Hacker News new | ask | show | jobs
by lxe 889 days ago
A 6.7B model that's as good as GPT-4 is mostly due to overfitting in such a way that favors certain benchmarks.
2 comments

In their paper they say "To prevent overfitting, we use Low-Rank Adaption (LoRA) [35] for fine-tuning . . ."

I'm way out of my league here so I have no opinion on whether or not that actually addresses overfitting.

(that quote probably doesn't capture their intention - just a pointer into the paper)

That’s to prevent overfitting on their dataset, it is not to prevent overfitting on the test data, which is likely in their dataset.

You basically cannot beat GPT-4 on broad reasoning tasks, which the tests are designed to cover, without having some of the tests leaking into training dataset. There simply aren’t enough parameters and isn’t enough training to make that possible.

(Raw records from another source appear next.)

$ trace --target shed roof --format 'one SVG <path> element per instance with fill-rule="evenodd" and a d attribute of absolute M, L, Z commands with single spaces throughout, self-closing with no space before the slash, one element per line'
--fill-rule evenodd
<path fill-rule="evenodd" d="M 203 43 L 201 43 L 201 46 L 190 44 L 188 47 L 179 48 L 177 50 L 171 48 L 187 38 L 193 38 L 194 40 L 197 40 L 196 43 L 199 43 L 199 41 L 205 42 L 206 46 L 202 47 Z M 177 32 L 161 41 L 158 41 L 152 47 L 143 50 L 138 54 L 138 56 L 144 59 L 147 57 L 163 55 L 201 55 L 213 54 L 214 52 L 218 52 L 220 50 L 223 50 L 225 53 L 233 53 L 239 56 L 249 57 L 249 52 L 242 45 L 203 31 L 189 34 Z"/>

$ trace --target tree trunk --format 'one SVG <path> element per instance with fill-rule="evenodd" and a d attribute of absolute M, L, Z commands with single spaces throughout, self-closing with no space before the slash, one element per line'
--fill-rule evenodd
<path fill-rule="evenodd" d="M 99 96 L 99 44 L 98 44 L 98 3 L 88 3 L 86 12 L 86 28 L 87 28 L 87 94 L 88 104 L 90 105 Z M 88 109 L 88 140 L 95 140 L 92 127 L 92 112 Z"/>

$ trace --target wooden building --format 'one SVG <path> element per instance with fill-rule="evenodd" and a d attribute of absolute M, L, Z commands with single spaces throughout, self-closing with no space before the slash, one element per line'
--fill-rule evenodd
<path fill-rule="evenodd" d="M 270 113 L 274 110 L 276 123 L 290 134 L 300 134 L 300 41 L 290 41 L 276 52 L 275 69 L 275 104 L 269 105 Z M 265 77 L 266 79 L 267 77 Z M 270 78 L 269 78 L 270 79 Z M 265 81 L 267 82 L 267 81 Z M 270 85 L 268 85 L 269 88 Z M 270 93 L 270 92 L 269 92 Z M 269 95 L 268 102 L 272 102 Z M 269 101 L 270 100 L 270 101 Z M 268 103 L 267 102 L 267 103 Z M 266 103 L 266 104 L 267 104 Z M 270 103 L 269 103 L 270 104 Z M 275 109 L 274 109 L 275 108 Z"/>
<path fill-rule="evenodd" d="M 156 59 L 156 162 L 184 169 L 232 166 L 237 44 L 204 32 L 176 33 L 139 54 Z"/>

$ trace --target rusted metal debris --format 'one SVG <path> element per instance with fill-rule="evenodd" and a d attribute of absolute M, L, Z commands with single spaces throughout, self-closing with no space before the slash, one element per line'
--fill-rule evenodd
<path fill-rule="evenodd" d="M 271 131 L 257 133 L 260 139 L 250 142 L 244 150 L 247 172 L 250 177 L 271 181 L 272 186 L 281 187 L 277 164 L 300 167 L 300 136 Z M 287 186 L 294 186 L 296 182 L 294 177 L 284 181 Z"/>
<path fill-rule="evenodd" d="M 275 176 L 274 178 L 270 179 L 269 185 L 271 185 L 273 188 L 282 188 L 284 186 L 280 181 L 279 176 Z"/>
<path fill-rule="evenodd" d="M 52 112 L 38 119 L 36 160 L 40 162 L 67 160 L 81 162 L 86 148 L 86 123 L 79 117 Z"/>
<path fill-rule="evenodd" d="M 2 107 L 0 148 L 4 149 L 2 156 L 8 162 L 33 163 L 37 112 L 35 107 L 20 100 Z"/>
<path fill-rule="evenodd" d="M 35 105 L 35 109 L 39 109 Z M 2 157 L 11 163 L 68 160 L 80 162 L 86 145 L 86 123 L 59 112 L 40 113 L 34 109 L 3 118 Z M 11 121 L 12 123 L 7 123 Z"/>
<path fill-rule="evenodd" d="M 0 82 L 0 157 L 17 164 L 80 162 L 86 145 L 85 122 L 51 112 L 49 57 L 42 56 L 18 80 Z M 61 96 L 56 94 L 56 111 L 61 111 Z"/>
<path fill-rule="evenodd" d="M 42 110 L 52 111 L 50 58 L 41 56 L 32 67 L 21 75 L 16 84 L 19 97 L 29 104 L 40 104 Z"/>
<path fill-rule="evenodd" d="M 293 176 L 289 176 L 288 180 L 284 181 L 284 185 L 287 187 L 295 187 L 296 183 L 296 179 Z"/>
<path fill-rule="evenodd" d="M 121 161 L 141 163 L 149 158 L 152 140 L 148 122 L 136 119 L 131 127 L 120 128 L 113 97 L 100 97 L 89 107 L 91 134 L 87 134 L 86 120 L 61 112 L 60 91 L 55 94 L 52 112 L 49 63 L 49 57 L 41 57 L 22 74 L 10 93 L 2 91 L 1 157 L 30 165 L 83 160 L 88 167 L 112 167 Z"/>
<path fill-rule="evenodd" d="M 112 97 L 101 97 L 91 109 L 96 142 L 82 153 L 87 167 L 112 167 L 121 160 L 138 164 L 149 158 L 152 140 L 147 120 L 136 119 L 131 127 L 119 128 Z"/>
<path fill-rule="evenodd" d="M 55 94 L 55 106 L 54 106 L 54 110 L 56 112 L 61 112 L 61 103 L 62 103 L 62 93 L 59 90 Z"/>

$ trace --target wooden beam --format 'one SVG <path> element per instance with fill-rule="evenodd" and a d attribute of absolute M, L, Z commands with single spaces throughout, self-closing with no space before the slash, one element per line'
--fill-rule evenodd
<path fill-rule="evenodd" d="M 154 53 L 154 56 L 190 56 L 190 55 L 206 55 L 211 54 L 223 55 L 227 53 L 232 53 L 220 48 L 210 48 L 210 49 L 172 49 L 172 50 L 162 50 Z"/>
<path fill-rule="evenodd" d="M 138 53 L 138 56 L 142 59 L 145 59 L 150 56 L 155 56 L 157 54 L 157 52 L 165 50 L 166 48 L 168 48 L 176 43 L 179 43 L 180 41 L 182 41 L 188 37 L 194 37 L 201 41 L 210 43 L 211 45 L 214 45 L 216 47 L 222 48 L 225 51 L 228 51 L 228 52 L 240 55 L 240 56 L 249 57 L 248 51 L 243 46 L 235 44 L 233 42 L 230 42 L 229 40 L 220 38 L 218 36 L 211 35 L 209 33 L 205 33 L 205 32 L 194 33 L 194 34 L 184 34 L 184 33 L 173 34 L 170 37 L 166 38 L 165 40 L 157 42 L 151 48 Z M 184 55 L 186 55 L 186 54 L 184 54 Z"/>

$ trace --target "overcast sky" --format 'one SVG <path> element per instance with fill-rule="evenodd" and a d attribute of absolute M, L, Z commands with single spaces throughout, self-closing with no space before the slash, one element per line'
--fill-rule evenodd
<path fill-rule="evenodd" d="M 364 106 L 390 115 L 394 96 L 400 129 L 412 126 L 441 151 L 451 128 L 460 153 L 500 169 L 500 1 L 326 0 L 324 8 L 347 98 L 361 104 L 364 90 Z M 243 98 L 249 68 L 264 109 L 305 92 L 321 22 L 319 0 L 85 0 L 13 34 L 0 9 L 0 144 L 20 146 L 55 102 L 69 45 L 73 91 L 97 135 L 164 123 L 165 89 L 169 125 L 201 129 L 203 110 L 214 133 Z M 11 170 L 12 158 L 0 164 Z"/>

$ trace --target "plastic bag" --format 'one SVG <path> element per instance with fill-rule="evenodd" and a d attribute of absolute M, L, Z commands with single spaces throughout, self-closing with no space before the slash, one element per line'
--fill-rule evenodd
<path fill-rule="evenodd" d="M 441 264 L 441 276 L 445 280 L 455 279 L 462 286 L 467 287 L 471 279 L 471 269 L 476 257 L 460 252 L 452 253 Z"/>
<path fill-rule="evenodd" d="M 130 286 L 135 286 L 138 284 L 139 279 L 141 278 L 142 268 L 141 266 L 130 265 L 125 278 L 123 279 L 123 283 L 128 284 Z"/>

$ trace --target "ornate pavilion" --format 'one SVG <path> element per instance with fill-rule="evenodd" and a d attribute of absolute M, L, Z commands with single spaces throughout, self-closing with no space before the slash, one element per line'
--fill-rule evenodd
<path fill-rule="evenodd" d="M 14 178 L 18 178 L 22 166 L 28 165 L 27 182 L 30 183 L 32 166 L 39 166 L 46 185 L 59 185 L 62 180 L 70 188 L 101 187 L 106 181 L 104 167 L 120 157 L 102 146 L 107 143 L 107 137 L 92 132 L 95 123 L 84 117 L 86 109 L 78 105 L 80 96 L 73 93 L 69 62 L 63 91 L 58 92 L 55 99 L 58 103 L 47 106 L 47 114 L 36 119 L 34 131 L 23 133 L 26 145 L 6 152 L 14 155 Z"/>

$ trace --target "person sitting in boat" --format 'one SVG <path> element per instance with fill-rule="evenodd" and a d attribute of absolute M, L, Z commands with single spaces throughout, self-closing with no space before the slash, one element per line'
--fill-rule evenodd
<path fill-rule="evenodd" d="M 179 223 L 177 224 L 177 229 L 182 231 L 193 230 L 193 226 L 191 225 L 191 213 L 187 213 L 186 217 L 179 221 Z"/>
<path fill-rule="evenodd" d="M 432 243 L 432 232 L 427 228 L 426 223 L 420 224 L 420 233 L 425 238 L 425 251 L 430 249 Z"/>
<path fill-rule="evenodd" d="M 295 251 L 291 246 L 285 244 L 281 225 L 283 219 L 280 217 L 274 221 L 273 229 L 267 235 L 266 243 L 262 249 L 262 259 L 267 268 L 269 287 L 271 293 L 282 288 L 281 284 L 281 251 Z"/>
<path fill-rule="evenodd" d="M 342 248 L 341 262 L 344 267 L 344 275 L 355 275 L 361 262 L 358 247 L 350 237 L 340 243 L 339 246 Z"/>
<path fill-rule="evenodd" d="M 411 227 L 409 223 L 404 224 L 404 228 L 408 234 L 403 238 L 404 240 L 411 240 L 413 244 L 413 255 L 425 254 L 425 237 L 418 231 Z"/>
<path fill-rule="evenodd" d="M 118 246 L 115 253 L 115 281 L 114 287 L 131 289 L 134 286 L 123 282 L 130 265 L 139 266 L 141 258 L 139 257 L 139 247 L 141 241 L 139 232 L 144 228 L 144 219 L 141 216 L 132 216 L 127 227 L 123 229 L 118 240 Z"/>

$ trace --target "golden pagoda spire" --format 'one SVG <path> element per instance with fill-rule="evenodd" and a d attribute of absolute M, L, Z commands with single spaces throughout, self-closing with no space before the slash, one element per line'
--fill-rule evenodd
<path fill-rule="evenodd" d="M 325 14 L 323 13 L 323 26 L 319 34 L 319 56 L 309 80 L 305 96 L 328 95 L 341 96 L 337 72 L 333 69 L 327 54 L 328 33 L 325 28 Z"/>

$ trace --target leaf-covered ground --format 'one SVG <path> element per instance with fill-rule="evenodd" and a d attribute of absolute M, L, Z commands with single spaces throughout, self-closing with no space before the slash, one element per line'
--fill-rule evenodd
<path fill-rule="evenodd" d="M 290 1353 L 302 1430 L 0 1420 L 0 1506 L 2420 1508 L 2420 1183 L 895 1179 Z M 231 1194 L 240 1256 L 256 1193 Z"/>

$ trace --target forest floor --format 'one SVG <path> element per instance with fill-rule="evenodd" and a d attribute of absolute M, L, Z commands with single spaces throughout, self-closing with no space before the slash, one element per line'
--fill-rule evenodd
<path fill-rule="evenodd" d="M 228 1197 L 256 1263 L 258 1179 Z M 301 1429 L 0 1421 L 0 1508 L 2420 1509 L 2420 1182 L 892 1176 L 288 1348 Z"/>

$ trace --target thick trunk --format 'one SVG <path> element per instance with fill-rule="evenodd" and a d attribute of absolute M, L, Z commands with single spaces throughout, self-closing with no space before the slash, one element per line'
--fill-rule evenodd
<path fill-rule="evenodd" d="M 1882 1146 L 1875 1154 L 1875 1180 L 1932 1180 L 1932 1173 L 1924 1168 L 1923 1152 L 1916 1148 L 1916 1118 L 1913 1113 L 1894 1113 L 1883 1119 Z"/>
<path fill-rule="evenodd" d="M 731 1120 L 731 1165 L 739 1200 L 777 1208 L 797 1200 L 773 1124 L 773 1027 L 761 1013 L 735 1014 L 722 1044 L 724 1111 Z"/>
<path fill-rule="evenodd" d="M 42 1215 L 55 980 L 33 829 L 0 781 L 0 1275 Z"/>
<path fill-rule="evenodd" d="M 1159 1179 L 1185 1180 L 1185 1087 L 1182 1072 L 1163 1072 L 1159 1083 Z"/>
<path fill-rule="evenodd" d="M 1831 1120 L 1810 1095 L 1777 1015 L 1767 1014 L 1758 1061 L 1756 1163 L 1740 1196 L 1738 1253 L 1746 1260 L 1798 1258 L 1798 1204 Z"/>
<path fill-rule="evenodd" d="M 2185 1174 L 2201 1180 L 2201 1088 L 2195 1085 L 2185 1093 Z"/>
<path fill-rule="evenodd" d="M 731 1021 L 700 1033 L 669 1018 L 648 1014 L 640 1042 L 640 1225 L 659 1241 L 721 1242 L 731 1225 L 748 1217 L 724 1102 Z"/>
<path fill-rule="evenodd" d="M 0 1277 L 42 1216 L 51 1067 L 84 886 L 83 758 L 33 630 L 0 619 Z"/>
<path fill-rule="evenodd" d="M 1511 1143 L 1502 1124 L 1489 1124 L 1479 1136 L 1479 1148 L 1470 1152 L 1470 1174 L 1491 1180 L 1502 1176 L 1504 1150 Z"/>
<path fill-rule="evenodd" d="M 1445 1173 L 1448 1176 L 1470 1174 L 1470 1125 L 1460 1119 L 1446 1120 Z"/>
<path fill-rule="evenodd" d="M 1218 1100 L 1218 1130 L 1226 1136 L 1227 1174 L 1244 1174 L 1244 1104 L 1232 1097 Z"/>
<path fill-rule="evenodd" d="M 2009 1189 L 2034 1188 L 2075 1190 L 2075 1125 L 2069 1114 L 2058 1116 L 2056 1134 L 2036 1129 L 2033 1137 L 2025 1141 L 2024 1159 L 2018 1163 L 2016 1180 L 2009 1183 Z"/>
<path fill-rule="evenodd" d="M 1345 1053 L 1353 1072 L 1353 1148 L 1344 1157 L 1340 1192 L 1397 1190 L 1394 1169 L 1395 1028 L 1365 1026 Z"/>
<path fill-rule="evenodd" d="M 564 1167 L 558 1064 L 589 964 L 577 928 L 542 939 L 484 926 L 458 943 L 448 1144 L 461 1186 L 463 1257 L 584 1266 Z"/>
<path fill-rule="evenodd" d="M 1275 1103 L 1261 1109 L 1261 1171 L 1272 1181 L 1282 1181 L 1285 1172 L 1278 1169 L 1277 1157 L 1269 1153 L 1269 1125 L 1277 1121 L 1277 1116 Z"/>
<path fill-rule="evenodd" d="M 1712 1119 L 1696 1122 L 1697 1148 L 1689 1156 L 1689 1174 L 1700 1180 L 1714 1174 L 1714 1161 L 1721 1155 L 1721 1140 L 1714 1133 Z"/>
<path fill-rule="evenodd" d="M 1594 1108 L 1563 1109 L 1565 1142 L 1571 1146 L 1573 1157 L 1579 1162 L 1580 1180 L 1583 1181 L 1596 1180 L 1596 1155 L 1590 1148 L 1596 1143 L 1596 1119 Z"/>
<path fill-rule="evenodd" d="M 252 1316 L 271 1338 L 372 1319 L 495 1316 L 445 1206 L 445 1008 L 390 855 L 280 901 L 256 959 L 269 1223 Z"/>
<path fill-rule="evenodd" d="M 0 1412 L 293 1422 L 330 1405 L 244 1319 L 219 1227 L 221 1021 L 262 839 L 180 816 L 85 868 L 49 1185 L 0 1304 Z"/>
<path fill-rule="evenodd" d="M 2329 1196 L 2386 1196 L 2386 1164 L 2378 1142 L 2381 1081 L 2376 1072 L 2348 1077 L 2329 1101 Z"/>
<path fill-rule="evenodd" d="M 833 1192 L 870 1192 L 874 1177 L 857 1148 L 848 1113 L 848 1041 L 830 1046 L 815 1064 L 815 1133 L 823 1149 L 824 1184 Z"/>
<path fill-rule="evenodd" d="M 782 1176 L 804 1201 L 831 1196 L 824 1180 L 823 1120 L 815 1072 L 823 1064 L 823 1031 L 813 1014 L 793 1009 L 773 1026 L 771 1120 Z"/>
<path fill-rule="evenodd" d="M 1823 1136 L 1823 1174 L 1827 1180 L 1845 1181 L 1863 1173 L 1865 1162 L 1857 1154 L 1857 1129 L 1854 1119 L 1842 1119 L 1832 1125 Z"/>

This a pretty strong claim with zero data to back it up
Every small model that has outperformed GPT-4 has proven to be an overfit, so I would say it is the obvious claim, and any claim opposite that is what we should be skeptical of.
With the exception of task specialization. Fine-tuning a small model such as Mistral 7B on a specific set of tasks can outperform using GPT-4 on those tasks, and with cheaper and faster inference.
Not on the leaderboards mentioned here. That’s my point, you can overfit for specific tasks, you can’t beat them on multi-task leaderboards without training on the test data.
While I lack specific data, my intuition is based on observed trends in AI model development. I believe some other models that claimed such numbers excelled in benchmarks but fell short in real-world applications. Further research can validate this claim, and I welcome a balanced discussion.
It does seem incredible that chatgpt has so much expertise in literally everything. Does this mean you can beat chatgpt by creating smaller "experts" and directing questions to each?
See mixture of experts. It’s likely what chatGPT does in the backend.